This is only one of the troubling
questions that President Obama confronted this week as he sat with Saudi
King Salman to discuss the state of the region and the U.S.-Saudi
relationship.
The Saudis sent a lower-level official to greet Obama and Saudi state television didn't even bother covering the President's arrival.
So to paraphrase Hamlet, clearly something is rotten in the state of the U.S.-Saudi relationship.
And
regardless of how this week's meetings conclude the Saudi-American
enterprise will remain a delicate and fraught affair. The answers to the
following five questions tell you why.
Is Saudi Arabia a U.S. ally?
That
depends of course on how you define the word ally. But by any measure
countries that don't share common values and whose interests on many
critical issues seem to fundamentally collide can't simply be described
the way we might look at U.S. relations with fellow democracies like
Britain or Canada.
Saudi Arabia is
an authoritarian regime that discriminates against women, doesn't
permit religious freedom, and prevents freedom of the press. It has
been exporting a fundamentalist Wahhabist ideology for years that
demonizes Shia, Jews, Christians and the West.
Yet Saudi Arabia isn't the Islamic state, nor as some analysts have suggested, a junior version of it.
It's
not seeking to undermine the regional order or sponsor terror against
the West and create a caliphate. In fact, the Saudis are themselves a
victim of jihadi terror and have worked closely with the United States
against al Qaeda in Yemen and on counterterrorism against ISIS.
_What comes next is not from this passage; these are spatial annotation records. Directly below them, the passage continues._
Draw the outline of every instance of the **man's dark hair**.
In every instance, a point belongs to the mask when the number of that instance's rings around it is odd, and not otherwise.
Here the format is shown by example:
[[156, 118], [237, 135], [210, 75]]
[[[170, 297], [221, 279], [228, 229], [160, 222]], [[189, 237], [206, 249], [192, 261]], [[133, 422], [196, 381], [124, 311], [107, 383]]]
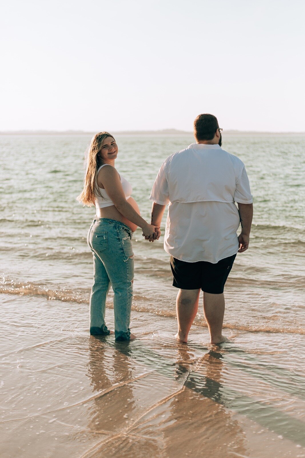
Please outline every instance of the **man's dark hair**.
[[219, 128], [218, 121], [213, 114], [198, 114], [194, 121], [194, 135], [197, 140], [211, 140]]

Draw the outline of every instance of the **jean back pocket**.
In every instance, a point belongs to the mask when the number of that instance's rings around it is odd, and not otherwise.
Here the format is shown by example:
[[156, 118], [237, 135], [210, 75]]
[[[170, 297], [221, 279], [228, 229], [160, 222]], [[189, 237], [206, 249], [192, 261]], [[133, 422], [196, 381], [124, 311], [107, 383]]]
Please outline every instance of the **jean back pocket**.
[[108, 249], [108, 234], [92, 231], [91, 233], [91, 243], [92, 246], [97, 251], [101, 252]]

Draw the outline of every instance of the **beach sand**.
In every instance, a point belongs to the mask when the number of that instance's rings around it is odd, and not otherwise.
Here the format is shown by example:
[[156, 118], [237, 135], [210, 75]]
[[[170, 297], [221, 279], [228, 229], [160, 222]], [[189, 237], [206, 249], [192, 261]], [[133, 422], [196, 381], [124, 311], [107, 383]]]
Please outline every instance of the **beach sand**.
[[134, 311], [138, 338], [116, 343], [89, 335], [86, 304], [0, 300], [1, 458], [305, 457], [304, 336], [217, 346], [194, 326], [178, 344], [174, 317]]

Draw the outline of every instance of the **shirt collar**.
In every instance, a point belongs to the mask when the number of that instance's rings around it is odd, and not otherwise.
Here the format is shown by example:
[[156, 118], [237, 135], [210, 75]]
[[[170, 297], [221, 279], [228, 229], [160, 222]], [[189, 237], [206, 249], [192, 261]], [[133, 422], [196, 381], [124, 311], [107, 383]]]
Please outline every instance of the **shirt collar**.
[[221, 149], [219, 145], [207, 145], [206, 143], [192, 143], [187, 149]]

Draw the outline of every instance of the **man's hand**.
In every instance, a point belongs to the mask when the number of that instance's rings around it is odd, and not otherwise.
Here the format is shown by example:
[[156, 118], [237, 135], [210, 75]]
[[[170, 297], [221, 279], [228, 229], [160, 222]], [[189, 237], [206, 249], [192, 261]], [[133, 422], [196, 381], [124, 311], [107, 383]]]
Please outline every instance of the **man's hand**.
[[146, 223], [146, 225], [142, 228], [142, 235], [145, 237], [145, 240], [150, 242], [153, 242], [157, 238], [157, 234], [155, 231], [155, 226]]
[[[154, 225], [153, 224], [153, 226]], [[144, 234], [142, 234], [142, 236], [145, 237], [145, 240], [148, 240], [150, 242], [153, 242], [154, 240], [159, 240], [160, 238], [160, 235], [161, 235], [161, 231], [160, 230], [160, 228], [157, 226], [155, 226], [155, 233], [153, 234], [153, 238], [151, 239], [151, 236], [149, 236], [148, 235], [145, 235]]]
[[238, 236], [238, 243], [239, 244], [239, 253], [243, 253], [246, 250], [248, 249], [249, 246], [249, 242], [250, 237], [246, 234], [243, 234], [242, 232]]

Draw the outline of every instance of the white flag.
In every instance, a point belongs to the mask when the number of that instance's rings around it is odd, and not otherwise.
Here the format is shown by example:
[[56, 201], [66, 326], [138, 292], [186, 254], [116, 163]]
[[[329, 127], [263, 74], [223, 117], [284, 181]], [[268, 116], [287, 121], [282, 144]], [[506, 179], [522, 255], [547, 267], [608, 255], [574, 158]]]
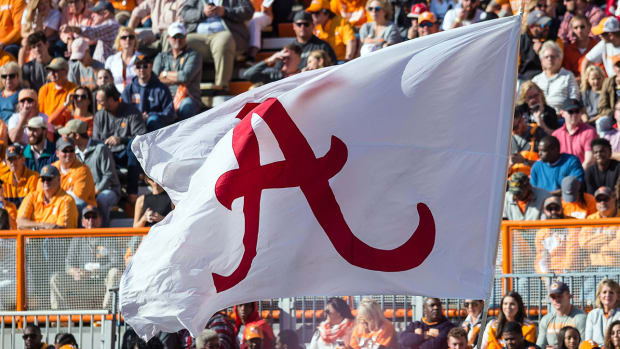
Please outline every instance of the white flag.
[[196, 335], [265, 298], [486, 298], [519, 26], [408, 41], [136, 138], [176, 209], [123, 274], [125, 320]]

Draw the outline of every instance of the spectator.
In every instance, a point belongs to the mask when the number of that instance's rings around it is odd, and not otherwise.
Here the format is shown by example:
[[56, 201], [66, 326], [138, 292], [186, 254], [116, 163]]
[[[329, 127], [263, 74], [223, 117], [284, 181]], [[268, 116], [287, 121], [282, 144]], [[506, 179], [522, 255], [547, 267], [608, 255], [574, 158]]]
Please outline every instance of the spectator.
[[422, 320], [409, 324], [400, 334], [398, 343], [411, 349], [447, 349], [448, 331], [455, 326], [443, 315], [441, 300], [428, 297], [423, 309]]
[[590, 143], [594, 164], [586, 168], [585, 185], [588, 194], [594, 194], [600, 187], [613, 188], [620, 177], [620, 163], [611, 158], [611, 143], [597, 138]]
[[349, 345], [353, 349], [396, 348], [394, 325], [383, 316], [379, 303], [364, 298], [357, 307]]
[[302, 69], [302, 71], [325, 68], [331, 65], [329, 55], [323, 50], [316, 50], [310, 52], [306, 61], [306, 67]]
[[153, 72], [168, 85], [174, 95], [177, 117], [185, 120], [198, 114], [203, 107], [200, 94], [202, 59], [198, 52], [187, 46], [183, 23], [172, 23], [168, 34], [171, 49], [157, 55]]
[[478, 8], [480, 0], [461, 0], [460, 3], [460, 8], [453, 8], [446, 12], [441, 29], [448, 30], [480, 22], [484, 13]]
[[573, 73], [562, 68], [562, 55], [558, 44], [545, 41], [538, 51], [543, 71], [532, 78], [532, 82], [544, 91], [547, 103], [556, 111], [562, 109], [567, 99], [579, 98]]
[[518, 324], [521, 335], [527, 341], [536, 339], [536, 324], [531, 322], [525, 314], [523, 299], [517, 292], [510, 291], [502, 297], [502, 309], [497, 319], [492, 320], [484, 330], [482, 349], [501, 349], [505, 347], [502, 335], [508, 323]]
[[517, 105], [523, 104], [527, 105], [527, 110], [523, 113], [526, 122], [535, 123], [545, 131], [545, 135], [551, 135], [560, 127], [555, 109], [547, 105], [543, 90], [532, 81], [526, 81], [519, 87]]
[[142, 112], [148, 132], [168, 126], [174, 122], [174, 106], [168, 86], [153, 74], [153, 61], [140, 55], [135, 60], [137, 76], [125, 88], [121, 99], [136, 105]]
[[[398, 28], [391, 22], [392, 5], [386, 0], [369, 0], [366, 2], [368, 13], [373, 18], [375, 24], [368, 25], [366, 22], [360, 29], [360, 41], [362, 45], [371, 43], [373, 45], [388, 45], [388, 40], [397, 43], [400, 41]], [[350, 61], [355, 57], [357, 49], [357, 39], [353, 27], [346, 19], [330, 11], [329, 0], [313, 0], [306, 12], [312, 15], [314, 24], [314, 35], [326, 41], [336, 53], [339, 61]], [[381, 35], [377, 35], [380, 34]], [[362, 46], [363, 48], [363, 46]]]
[[596, 289], [596, 308], [586, 318], [585, 339], [603, 343], [607, 327], [617, 320], [620, 320], [620, 285], [615, 280], [605, 279]]
[[581, 63], [581, 71], [592, 63], [603, 63], [608, 76], [614, 75], [612, 61], [620, 55], [620, 22], [615, 17], [603, 18], [596, 27], [592, 28], [592, 34], [600, 35], [599, 41], [587, 54]]
[[24, 158], [26, 166], [36, 172], [41, 173], [43, 167], [51, 165], [58, 160], [56, 157], [56, 144], [48, 142], [47, 129], [49, 124], [40, 116], [36, 116], [28, 121], [28, 145], [24, 148]]
[[523, 333], [521, 333], [520, 324], [517, 322], [508, 322], [502, 329], [501, 336], [506, 346], [505, 349], [540, 349], [536, 344], [528, 341]]
[[546, 136], [538, 144], [540, 160], [532, 165], [530, 183], [550, 193], [560, 194], [562, 179], [575, 176], [583, 181], [583, 168], [579, 159], [571, 154], [560, 153], [560, 142], [553, 136]]
[[3, 197], [19, 207], [26, 195], [37, 189], [39, 174], [26, 167], [23, 148], [19, 144], [6, 148], [6, 161], [11, 171], [0, 177]]
[[[444, 0], [447, 1], [447, 0]], [[439, 31], [439, 23], [432, 12], [422, 12], [418, 17], [418, 36], [423, 37]]]
[[[97, 207], [82, 209], [81, 225], [85, 229], [101, 228]], [[50, 280], [52, 309], [74, 309], [77, 304], [88, 309], [107, 308], [111, 302], [108, 290], [120, 279], [117, 265], [121, 260], [120, 251], [109, 239], [72, 238], [64, 272], [55, 273]]]
[[[26, 63], [28, 56], [32, 56], [32, 59]], [[47, 82], [45, 67], [51, 61], [49, 43], [45, 34], [42, 31], [37, 31], [28, 35], [19, 59], [19, 64], [22, 67], [22, 78], [26, 85], [35, 91], [39, 91]]]
[[305, 11], [298, 11], [295, 13], [295, 17], [293, 17], [293, 30], [295, 31], [294, 43], [301, 46], [301, 62], [299, 62], [300, 69], [306, 66], [306, 60], [308, 55], [310, 55], [310, 52], [316, 50], [323, 50], [327, 52], [330, 60], [334, 64], [338, 61], [332, 47], [329, 46], [327, 42], [317, 38], [313, 34], [314, 22], [312, 21], [311, 14]]
[[[216, 5], [220, 4], [220, 5]], [[235, 54], [248, 50], [250, 32], [245, 24], [252, 19], [254, 7], [250, 0], [222, 0], [205, 6], [203, 0], [186, 0], [181, 10], [187, 25], [187, 43], [204, 59], [215, 65], [213, 89], [226, 90], [232, 78]], [[172, 26], [168, 28], [170, 31]], [[175, 33], [186, 35], [185, 28]], [[172, 41], [170, 42], [172, 45]], [[200, 80], [199, 74], [197, 80]], [[194, 95], [200, 100], [200, 95]]]
[[581, 335], [576, 328], [564, 326], [558, 333], [558, 349], [579, 349]]
[[541, 348], [557, 346], [558, 333], [564, 326], [575, 327], [583, 337], [586, 314], [571, 304], [572, 295], [568, 286], [561, 281], [553, 281], [549, 286], [549, 298], [555, 311], [550, 311], [540, 320], [536, 345]]
[[[566, 53], [565, 53], [566, 54]], [[594, 124], [600, 117], [599, 97], [603, 88], [605, 74], [598, 65], [586, 68], [581, 78], [581, 100], [586, 108], [586, 118], [582, 115], [583, 122]]]
[[[53, 132], [54, 129], [47, 123], [47, 116], [39, 112], [37, 103], [37, 93], [29, 88], [19, 91], [18, 103], [19, 112], [13, 114], [8, 122], [9, 138], [14, 143], [20, 143], [22, 145], [28, 144], [29, 134], [24, 131], [28, 128], [30, 120], [40, 117], [43, 119], [44, 127], [48, 132]], [[47, 132], [43, 132], [43, 137], [47, 135]]]
[[61, 173], [60, 186], [73, 197], [79, 211], [87, 205], [97, 206], [95, 200], [95, 180], [88, 166], [75, 156], [75, 143], [71, 139], [59, 138], [56, 141], [58, 161], [52, 165]]
[[[479, 299], [466, 299], [463, 305], [467, 311], [467, 317], [461, 324], [461, 327], [467, 334], [467, 342], [465, 344], [470, 348], [473, 348], [478, 344], [478, 335], [480, 334], [480, 325], [482, 324], [481, 315], [482, 308], [484, 307], [484, 301]], [[448, 340], [449, 339], [450, 333], [448, 333]], [[450, 343], [448, 343], [448, 347], [450, 347]]]
[[114, 76], [109, 69], [101, 69], [97, 72], [97, 87], [107, 84], [114, 84]]
[[548, 196], [546, 190], [531, 185], [525, 173], [516, 172], [508, 181], [503, 217], [510, 221], [539, 220]]
[[[330, 2], [331, 11], [346, 19], [356, 29], [368, 21], [366, 0], [334, 0]], [[334, 60], [335, 62], [335, 60]]]
[[[263, 346], [261, 349], [274, 349], [275, 337], [273, 330], [267, 321], [258, 314], [258, 303], [244, 303], [236, 305], [233, 309], [235, 314], [235, 332], [241, 335], [246, 327], [258, 327], [263, 332]], [[241, 344], [241, 349], [248, 349], [246, 343]], [[253, 349], [253, 348], [250, 348]]]
[[[45, 115], [52, 115], [67, 100], [67, 96], [73, 93], [76, 84], [67, 79], [69, 64], [64, 58], [54, 58], [47, 66], [50, 82], [43, 85], [39, 90], [39, 111]], [[50, 120], [55, 128], [64, 126], [63, 124]]]
[[[570, 0], [574, 1], [574, 0]], [[583, 2], [583, 0], [578, 0]], [[566, 17], [564, 17], [566, 19]], [[574, 41], [564, 41], [564, 61], [562, 66], [578, 77], [581, 73], [581, 62], [596, 45], [598, 39], [590, 37], [590, 22], [582, 15], [575, 15], [570, 20], [570, 28], [574, 34]], [[582, 81], [583, 82], [583, 81]]]
[[90, 139], [87, 124], [78, 119], [71, 120], [58, 133], [75, 143], [75, 153], [79, 161], [90, 169], [95, 182], [95, 200], [100, 208], [102, 225], [110, 225], [110, 208], [121, 197], [121, 185], [116, 173], [112, 152], [103, 142]]
[[196, 337], [196, 349], [219, 349], [220, 337], [217, 332], [212, 329], [204, 329], [198, 337]]
[[86, 86], [78, 86], [75, 91], [67, 96], [67, 100], [62, 108], [57, 109], [50, 119], [62, 120], [59, 123], [64, 125], [67, 122], [78, 119], [84, 121], [88, 126], [88, 134], [93, 134], [93, 111], [95, 103], [93, 102], [93, 94]]
[[53, 345], [41, 342], [43, 337], [41, 336], [41, 329], [37, 325], [27, 324], [22, 339], [26, 349], [54, 349]]
[[573, 18], [582, 17], [590, 26], [599, 24], [605, 17], [603, 10], [587, 0], [564, 0], [564, 5], [566, 6], [566, 13], [562, 18], [558, 36], [566, 43], [574, 43], [579, 38], [577, 30], [572, 26]]
[[100, 87], [96, 99], [101, 110], [95, 114], [92, 138], [104, 142], [112, 151], [116, 164], [127, 168], [127, 194], [133, 204], [138, 193], [139, 165], [131, 151], [131, 141], [146, 133], [146, 125], [136, 107], [120, 100], [114, 85]]
[[8, 122], [9, 118], [15, 113], [17, 107], [17, 96], [21, 89], [21, 69], [16, 62], [9, 62], [0, 68], [0, 80], [2, 94], [0, 95], [0, 119]]
[[612, 322], [605, 332], [605, 349], [620, 349], [620, 320]]
[[76, 85], [86, 86], [89, 89], [97, 87], [96, 71], [102, 69], [103, 64], [93, 60], [90, 56], [90, 47], [86, 40], [77, 38], [71, 42], [70, 59], [69, 81]]
[[256, 54], [261, 48], [261, 31], [271, 25], [273, 21], [272, 4], [273, 1], [271, 0], [252, 1], [254, 14], [252, 15], [252, 19], [250, 19], [250, 23], [248, 23], [248, 30], [250, 31], [248, 58], [251, 62], [256, 61]]
[[562, 179], [562, 209], [567, 217], [586, 219], [596, 212], [596, 200], [585, 193], [585, 186], [575, 176]]
[[461, 327], [453, 327], [448, 332], [448, 349], [468, 349], [467, 332]]
[[114, 40], [120, 25], [114, 19], [114, 6], [107, 0], [99, 1], [97, 5], [91, 8], [91, 11], [93, 12], [91, 25], [71, 26], [68, 27], [68, 30], [91, 40], [97, 45], [102, 45], [102, 51], [99, 54], [95, 50], [94, 58], [99, 62], [105, 62], [109, 56], [115, 53]]
[[116, 89], [123, 91], [136, 76], [135, 61], [140, 55], [136, 32], [129, 27], [121, 27], [114, 41], [114, 49], [117, 52], [106, 59], [105, 68], [112, 73]]
[[284, 79], [300, 72], [300, 60], [301, 48], [297, 44], [288, 44], [266, 60], [248, 68], [243, 72], [243, 78], [254, 83]]
[[41, 170], [40, 189], [26, 195], [17, 212], [18, 229], [77, 228], [73, 198], [60, 188], [60, 172], [51, 165]]
[[149, 55], [168, 51], [167, 29], [181, 17], [184, 1], [179, 0], [145, 0], [131, 12], [127, 26], [136, 29], [145, 18], [151, 20], [151, 30], [140, 32], [138, 47], [140, 52]]
[[342, 298], [330, 298], [323, 313], [325, 314], [325, 321], [321, 322], [314, 332], [308, 349], [348, 347], [353, 331], [354, 317], [347, 302]]

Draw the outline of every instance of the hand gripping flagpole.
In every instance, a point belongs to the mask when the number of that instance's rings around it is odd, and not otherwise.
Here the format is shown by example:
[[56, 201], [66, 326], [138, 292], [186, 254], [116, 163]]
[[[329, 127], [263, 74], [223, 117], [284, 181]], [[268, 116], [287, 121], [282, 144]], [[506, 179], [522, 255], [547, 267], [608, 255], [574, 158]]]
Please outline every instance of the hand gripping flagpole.
[[[517, 14], [517, 16], [520, 17], [519, 23], [523, 22], [523, 13], [525, 11], [525, 2], [527, 0], [521, 0], [521, 5], [519, 6], [519, 13]], [[519, 29], [523, 30], [523, 26], [519, 25]], [[521, 35], [519, 35], [519, 41], [517, 42], [517, 57], [519, 56], [519, 51], [521, 50], [521, 40], [520, 40]], [[517, 64], [515, 65], [515, 71], [514, 71], [514, 76], [515, 76], [515, 83], [514, 83], [514, 95], [512, 98], [512, 110], [511, 110], [511, 117], [510, 120], [512, 120], [512, 122], [510, 122], [508, 125], [512, 130], [512, 125], [514, 124], [514, 110], [515, 110], [515, 104], [517, 101], [516, 98], [516, 93], [517, 93], [517, 82], [518, 82], [518, 72], [519, 72], [519, 61], [517, 59]], [[508, 126], [507, 126], [508, 127]], [[508, 159], [508, 157], [510, 156], [510, 144], [511, 142], [508, 142], [509, 146], [507, 149], [507, 153], [506, 153], [506, 159]], [[506, 160], [507, 161], [507, 160]], [[506, 169], [508, 168], [508, 164], [506, 163]], [[506, 176], [507, 173], [504, 174], [504, 176]], [[506, 195], [506, 193], [504, 192], [504, 195]], [[503, 201], [503, 200], [502, 200]], [[502, 213], [500, 213], [502, 214]], [[497, 227], [497, 234], [499, 235], [501, 232], [501, 222], [502, 222], [502, 217], [500, 217], [500, 224]], [[493, 258], [493, 261], [495, 263], [495, 261], [497, 261], [497, 249], [499, 247], [499, 237], [497, 238], [497, 244], [495, 245], [495, 258]], [[478, 332], [478, 340], [477, 340], [477, 344], [476, 347], [477, 349], [481, 349], [482, 348], [482, 340], [484, 338], [484, 336], [486, 335], [485, 333], [485, 329], [487, 327], [487, 320], [489, 317], [489, 305], [491, 304], [491, 295], [493, 293], [493, 286], [495, 284], [495, 270], [496, 267], [493, 267], [493, 272], [491, 273], [493, 276], [491, 277], [491, 282], [489, 284], [489, 296], [487, 297], [487, 299], [484, 300], [484, 307], [482, 309], [482, 320], [480, 320], [480, 332]], [[501, 308], [500, 308], [501, 309]], [[501, 311], [501, 310], [500, 310]]]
Still al Qaeda developed out of Wahhabist doctrine and Saudi Arabia has done more than its fair share to nurture Islamic extremists and to fund jihadi groups in Syria such al Nusra. And the latest Saudi threat
to sell off U.S. securities if Congress passes legislation holding them
responsible for any official involvement in the 9/11 terror attacks
highlights a disturbing possibility of some link.